The curse of dimensionality? (linear SVMs) How do you know whether you suffer from it? 
Let's suppose I have a 2 class problem - 2000 training examples and 30 features. While it works good for the most part, sometimes I get edge cases that are so horribly misclassified. I feel like it's because there is a lot of dimensions and too little examples.
I feel like the dimensionality is affecting my results - is there a way to check if it's true?
Do I need to have several examples for each combination of the feature values? With 30 features from which each can have hundreds of values, this would require ENORMOUS amount of data...
How much improvement can I anticipate if I were to increase the training set size to 4000 examples, 8000 examples, 16000 examples etc. - is there a rule of thumb when trying to figure this out?
 A: 30 features is a not a high amount. A large amount of features in SVM standards signifies (hundreds of) thousands of features.  You don't need to have thousands of examples to obtain a good decision boundary with such few features. In fact, 2000 examples is probably already plenty. 
If you get fairly poor results (after tuning the hyperparameters properly!) you are likely in a situation that requires a nonlinear decision boundary. This is very common in low dimensional problems. I suggest trying with an RBF kernel to see if your results improve.
A: The performance bounds on which the maximal margin classifier is based are independent of the dimension of the feature space (which is the dimension of the input vector in the case of a linear SVM), but instead depend on the margin.  This is the reason that the SVM with an infinite dimensional feature space (e.g. that induced by the radial basis function kernel) can still give good generalisation performance.  However, this requires careful tuning of the regularisation parameter.

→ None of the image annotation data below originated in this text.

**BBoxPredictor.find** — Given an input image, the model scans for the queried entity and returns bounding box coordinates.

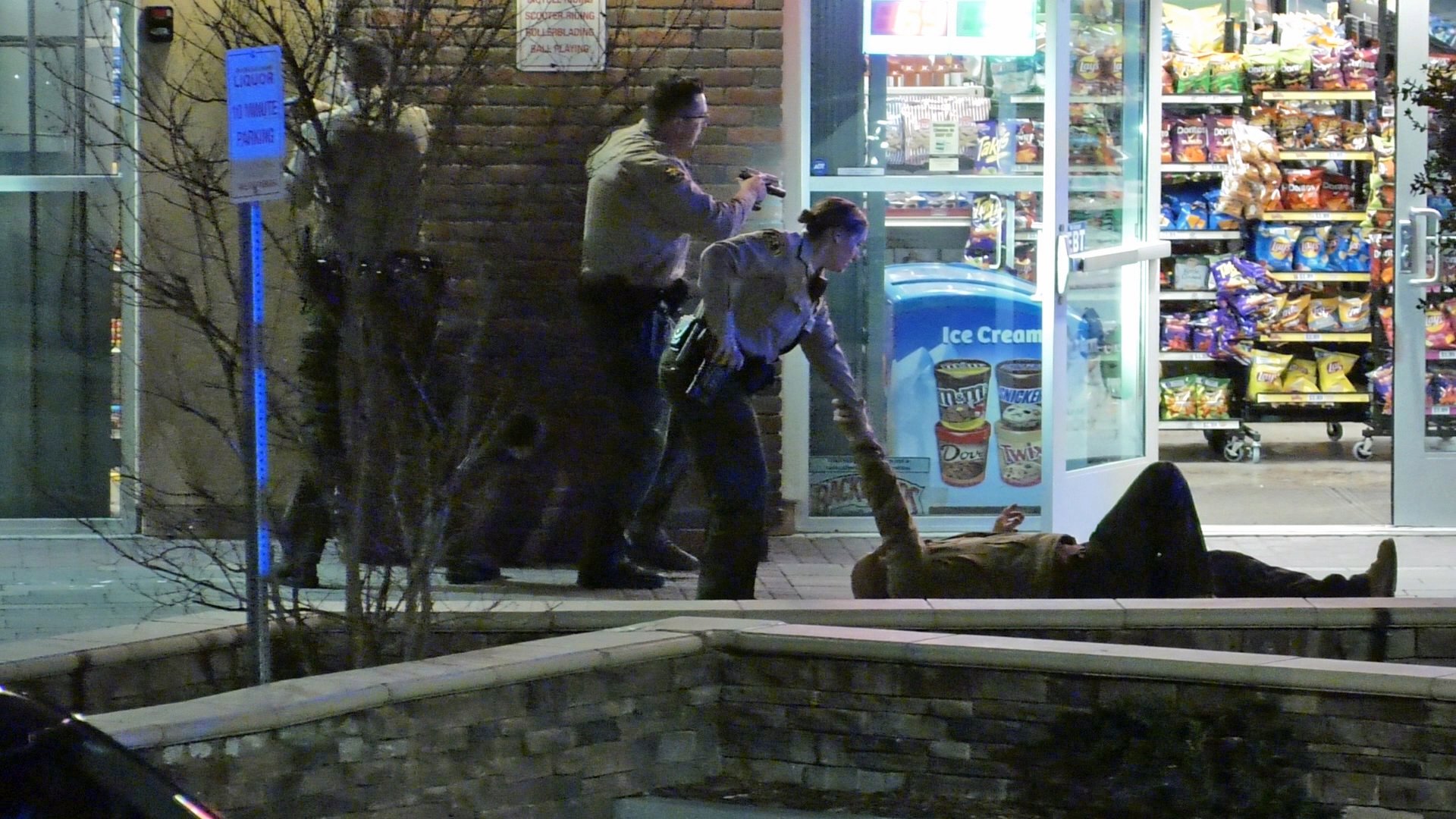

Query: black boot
[628,528,698,571]
[576,536,667,588]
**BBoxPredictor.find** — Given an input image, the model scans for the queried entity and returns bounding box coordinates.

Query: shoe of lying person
[1366,538,1398,598]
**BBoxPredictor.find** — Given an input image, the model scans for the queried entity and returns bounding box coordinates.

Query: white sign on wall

Instead of the complexity of the model being defined in terms of the number of model parameters (which is a traditional view in statistics), the parameter C is used to define a nested set of classes of models of increasing complexity.  The task is then to produce a model that explains the data from the model class of the least complexity.  This is known as structural risk minimisation.
In other words the linear SVM is robust to the curse of dimensionality provided the C parameter is tuned very carefully.  As @Marc Claesen suggests (+1), if the model still doesn't give good performance, it is probably a non-linear problem and an RBF kernel is a good option.  Sadly structural risk minimisation does not apply to the problem of optimising the kernel parameters, but you can't have everything!
Proper cross-validation is generally a good guide (but make sure you tune the hyper-parameters independently in each fold).  If you want to estimate the performance improvement from gathering more data, the simplest thing to do is to generate a plot of the cross-validation error as a function of the number of training patterns (i.e. a learning curve).